18世紀フランスのロココ様式と初期新古典主義の過渡期に活躍した肖像画家。滑らかで色艶やかな描写を用いて貴族的な優美性と自然主義的写実精神を巧みに融合させた肖像画で名を馳せる。特に子供の無邪気さや穏やかな生命力を捉えた豊かな表現は、王侯貴族を始めとした上流階級層に好まれた。1727年、細密画家の息子(※父の名もユベール・ドルーエ)としてパリに生まれ、幼い頃から父より絵画の手ほどきを受ける。その後青年期にカルル・ヴァン・ローシャルル=ジョゼフ・ナトワールフランソワ・ブーシェなど盛期ロココ様式時代の名だたる巨匠らの許で絵画の修行をおこない、ロココ的絵画様式を会得。

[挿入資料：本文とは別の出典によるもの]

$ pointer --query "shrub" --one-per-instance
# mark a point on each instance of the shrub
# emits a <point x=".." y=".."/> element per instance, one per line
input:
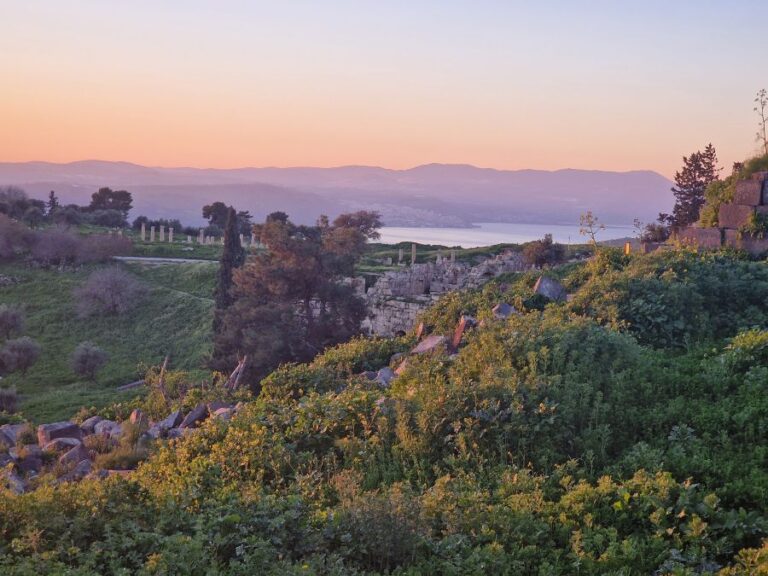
<point x="11" y="321"/>
<point x="121" y="458"/>
<point x="109" y="291"/>
<point x="87" y="360"/>
<point x="19" y="355"/>
<point x="8" y="400"/>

1758年に王立絵画・彫刻アカデミーへ入会し、以後、ブルボン朝ルイ王家の一族やポンパドゥール夫人、デュ・バリー夫人など当時のフランス最高権力者たちを顧客とするなど、老いたジャン=マルク・ナティエの後を継ぐ形で宮廷肖像画家として絶大な人気を博した。1775年、パリで死去。

Description of a work (作品の解説)
Work figure (作品図)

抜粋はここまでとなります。